I developed a model of the tester’s behaviour through observation and some pair testing sessions. Then, I started working on the problem and could see the failure very sporadically. One thing I noticed was that this tester did installations differently than others. I also noticed what builds they were using, and that there was more of a time delay between their actions than with other testers (they often left tasks mid-stream to go to meetings or work on other tasks). Knowing this, I used the same builds and the same installation steps as the tester; I figured out that part of the problem had to do with a Greenwich Mean Time (GMT) offset that was set incorrectly in the embedded device we were testing. Upon installation, the system time was set behind our Mountain Time offset, so the system time was back in time. This caused the system to reboot in order to reset the time (known behavior, working properly). But, as the resulting error message told me, there was also a kernel panic in the device. With this knowledge, I could repeat the bug about every two out of five times, but it still wasn’t consistent.

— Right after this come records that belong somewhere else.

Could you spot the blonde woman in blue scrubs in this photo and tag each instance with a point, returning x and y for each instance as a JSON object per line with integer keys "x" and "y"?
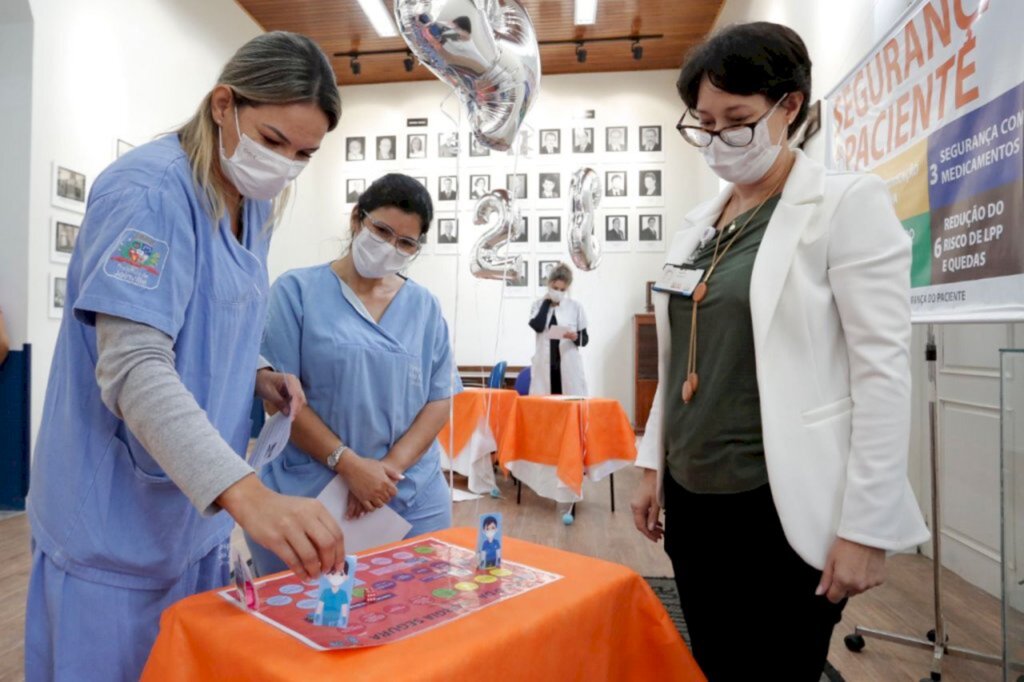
{"x": 372, "y": 349}
{"x": 146, "y": 413}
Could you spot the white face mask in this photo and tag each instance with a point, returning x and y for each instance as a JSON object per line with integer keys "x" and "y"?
{"x": 375, "y": 259}
{"x": 256, "y": 171}
{"x": 744, "y": 165}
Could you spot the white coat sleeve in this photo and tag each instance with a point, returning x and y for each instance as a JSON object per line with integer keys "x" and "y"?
{"x": 869, "y": 274}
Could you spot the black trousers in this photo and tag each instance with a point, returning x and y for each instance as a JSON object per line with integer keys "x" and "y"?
{"x": 747, "y": 596}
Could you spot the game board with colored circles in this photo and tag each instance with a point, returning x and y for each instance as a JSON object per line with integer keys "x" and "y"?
{"x": 399, "y": 592}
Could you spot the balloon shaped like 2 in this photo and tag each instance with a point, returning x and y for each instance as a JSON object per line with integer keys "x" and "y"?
{"x": 486, "y": 50}
{"x": 497, "y": 211}
{"x": 584, "y": 243}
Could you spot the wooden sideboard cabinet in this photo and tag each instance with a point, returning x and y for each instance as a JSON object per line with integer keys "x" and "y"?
{"x": 644, "y": 367}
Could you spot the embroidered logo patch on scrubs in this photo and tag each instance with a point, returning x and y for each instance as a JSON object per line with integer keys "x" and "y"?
{"x": 138, "y": 259}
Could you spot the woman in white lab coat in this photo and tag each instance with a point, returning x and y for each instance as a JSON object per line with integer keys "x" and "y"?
{"x": 557, "y": 366}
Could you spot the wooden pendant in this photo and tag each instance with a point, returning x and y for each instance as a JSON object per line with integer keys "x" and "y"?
{"x": 690, "y": 387}
{"x": 699, "y": 292}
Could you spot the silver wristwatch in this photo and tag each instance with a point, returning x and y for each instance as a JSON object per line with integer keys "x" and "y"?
{"x": 335, "y": 457}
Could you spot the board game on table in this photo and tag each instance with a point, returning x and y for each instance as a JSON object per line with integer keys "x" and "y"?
{"x": 399, "y": 592}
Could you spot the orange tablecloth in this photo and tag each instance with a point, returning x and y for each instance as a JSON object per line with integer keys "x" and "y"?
{"x": 602, "y": 622}
{"x": 572, "y": 437}
{"x": 470, "y": 407}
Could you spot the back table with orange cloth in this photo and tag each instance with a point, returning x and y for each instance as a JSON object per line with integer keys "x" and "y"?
{"x": 552, "y": 442}
{"x": 601, "y": 622}
{"x": 479, "y": 417}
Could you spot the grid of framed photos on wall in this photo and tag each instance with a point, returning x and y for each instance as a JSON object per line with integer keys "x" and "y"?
{"x": 458, "y": 171}
{"x": 68, "y": 196}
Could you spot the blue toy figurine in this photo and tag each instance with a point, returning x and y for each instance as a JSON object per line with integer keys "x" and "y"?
{"x": 491, "y": 541}
{"x": 336, "y": 596}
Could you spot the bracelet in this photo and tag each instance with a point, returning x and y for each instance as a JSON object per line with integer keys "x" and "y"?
{"x": 335, "y": 457}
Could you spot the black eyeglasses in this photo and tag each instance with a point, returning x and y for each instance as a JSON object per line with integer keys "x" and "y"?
{"x": 740, "y": 135}
{"x": 406, "y": 246}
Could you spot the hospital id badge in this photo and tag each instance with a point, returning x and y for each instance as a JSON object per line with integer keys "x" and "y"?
{"x": 679, "y": 280}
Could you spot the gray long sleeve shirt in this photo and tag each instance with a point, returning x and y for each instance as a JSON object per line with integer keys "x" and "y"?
{"x": 139, "y": 384}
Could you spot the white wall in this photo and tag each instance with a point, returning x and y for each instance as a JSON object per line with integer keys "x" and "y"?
{"x": 102, "y": 70}
{"x": 15, "y": 120}
{"x": 611, "y": 294}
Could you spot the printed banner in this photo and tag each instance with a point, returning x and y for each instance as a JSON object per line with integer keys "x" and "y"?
{"x": 937, "y": 111}
{"x": 399, "y": 592}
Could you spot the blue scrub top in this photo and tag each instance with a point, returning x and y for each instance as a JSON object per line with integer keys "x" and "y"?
{"x": 99, "y": 506}
{"x": 367, "y": 381}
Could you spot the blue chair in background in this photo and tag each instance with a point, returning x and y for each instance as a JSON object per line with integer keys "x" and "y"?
{"x": 497, "y": 379}
{"x": 522, "y": 382}
{"x": 15, "y": 428}
{"x": 258, "y": 418}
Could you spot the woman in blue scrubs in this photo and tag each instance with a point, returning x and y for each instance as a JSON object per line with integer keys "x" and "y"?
{"x": 372, "y": 350}
{"x": 146, "y": 412}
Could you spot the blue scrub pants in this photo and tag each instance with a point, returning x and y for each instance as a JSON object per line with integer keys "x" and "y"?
{"x": 431, "y": 510}
{"x": 80, "y": 631}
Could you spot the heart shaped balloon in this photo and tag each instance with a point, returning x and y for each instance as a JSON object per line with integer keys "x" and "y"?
{"x": 486, "y": 50}
{"x": 584, "y": 243}
{"x": 497, "y": 211}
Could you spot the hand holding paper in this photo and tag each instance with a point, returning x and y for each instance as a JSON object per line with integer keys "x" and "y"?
{"x": 271, "y": 440}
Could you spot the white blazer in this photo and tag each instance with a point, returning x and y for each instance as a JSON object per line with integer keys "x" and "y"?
{"x": 829, "y": 305}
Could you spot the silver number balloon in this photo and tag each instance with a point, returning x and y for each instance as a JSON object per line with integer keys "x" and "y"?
{"x": 498, "y": 212}
{"x": 486, "y": 50}
{"x": 584, "y": 243}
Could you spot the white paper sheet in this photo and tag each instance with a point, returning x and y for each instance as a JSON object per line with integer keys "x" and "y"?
{"x": 558, "y": 332}
{"x": 463, "y": 496}
{"x": 271, "y": 440}
{"x": 373, "y": 529}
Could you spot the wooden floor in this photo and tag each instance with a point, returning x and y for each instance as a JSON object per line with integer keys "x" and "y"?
{"x": 903, "y": 604}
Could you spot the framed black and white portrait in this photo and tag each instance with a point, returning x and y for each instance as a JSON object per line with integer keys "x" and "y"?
{"x": 583, "y": 140}
{"x": 614, "y": 184}
{"x": 520, "y": 282}
{"x": 448, "y": 230}
{"x": 650, "y": 182}
{"x": 355, "y": 148}
{"x": 550, "y": 228}
{"x": 448, "y": 144}
{"x": 354, "y": 187}
{"x": 650, "y": 138}
{"x": 69, "y": 188}
{"x": 549, "y": 185}
{"x": 516, "y": 184}
{"x": 476, "y": 147}
{"x": 478, "y": 185}
{"x": 521, "y": 236}
{"x": 57, "y": 295}
{"x": 544, "y": 268}
{"x": 448, "y": 188}
{"x": 616, "y": 138}
{"x": 64, "y": 235}
{"x": 416, "y": 145}
{"x": 616, "y": 231}
{"x": 650, "y": 233}
{"x": 551, "y": 141}
{"x": 385, "y": 147}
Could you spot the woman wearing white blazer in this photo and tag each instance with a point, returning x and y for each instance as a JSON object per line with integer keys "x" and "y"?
{"x": 778, "y": 436}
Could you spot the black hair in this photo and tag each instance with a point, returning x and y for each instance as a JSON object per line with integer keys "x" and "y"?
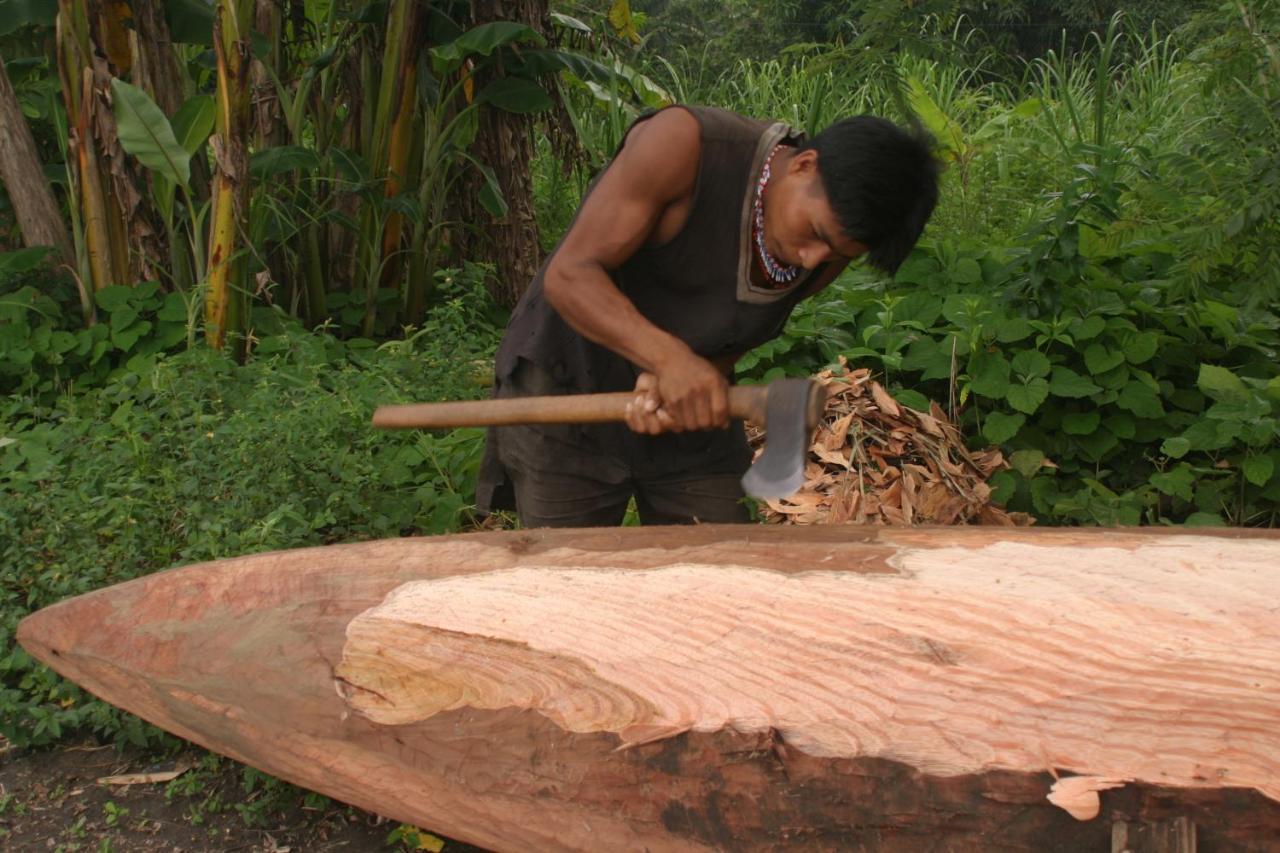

I spent time in that tester’s work environment to see if there was something else I was missing. I discovered that their test device had connections that weren’t fully seated, and that they had stacked the embedded device on both a router and a power supply. This caused the device to rock gently back and forth when you typed. So, I went back to my desk, unseated the cables so they barely made a connection, and—while installing a new firmware build—tapped my desk with my knee to simulate the rocking. Presto! Every time I did this with a same build that this tester had been using, the bug appeared.
Next, I collaborated with a developer. He went from, “that can’t happen,” to “uh oh, I didn’t test if the system time is back in time, *and* that the connection to the device is down during installation to trap the error.” The time offset and the flakey connection were causing two related “unrepeatable” bugs. This sounds like a simple correlation from the user’s perspective, but it wasn’t from a code perspective. These areas of code were completely unrelated and weren’t obvious when testing at the code level.
The developer thought I was insane when he saw me rocking my desk with my knee while typing to repeat the bug. But when I repeated the bugs every time, and explained my rationale, he chuckled and said it now made perfect sense. I walked him through my detective work, how I saw the device rocking out of the corner of my eye when I typed at the other tester’s desk. I went through the classic conjecture/refutation model of testing where I observed the behavior, set up an experiment to emulate the conditions, and tried to refute my proposition. When the evidence supported my proposition, I was able to get something tangible for the developer to repeat the bug himself. We moved forward, and were able to get a fix in place.
Sometimes we look to the code for sources of bugs and forget about the user. When one user out of many finds a problem, and that problem isn’t obvious in the source code, we dismiss it as user error. Sometimes my job as an exploratory tester is to track down the idiosyncrasies of a particular user who has uncovered something the rest of us can’t repeat. Often, there is a kind of chaos-theory effect that happens at the user interface, that only a particular user has the right unique recipe to cause a failure. Repeating the failure accurately not only requires having the right version of the source code and having the test system deployed in the right way, it also requires that the tester knows what a that particular user was doing at that particular time. In this case, I had all three, but emulating an environment I assumed was the same as mine was still tricky. The small differences in test environments, when coupled with slightly different usage by the tester, made all the difference between repeating the bug and not being able to repeat it. The details were subtle on their own, but each nuance, when put together, amplified each other until the application had something it couldn’t handle. Simply testing the same way we had been in the tester’s environment didn’t help us. Putting all the pieces together yielded the result we needed.
Note: Thanks to this blog post by Pragmatic Dave Thomas, this has become known as the “Knee Testing” story.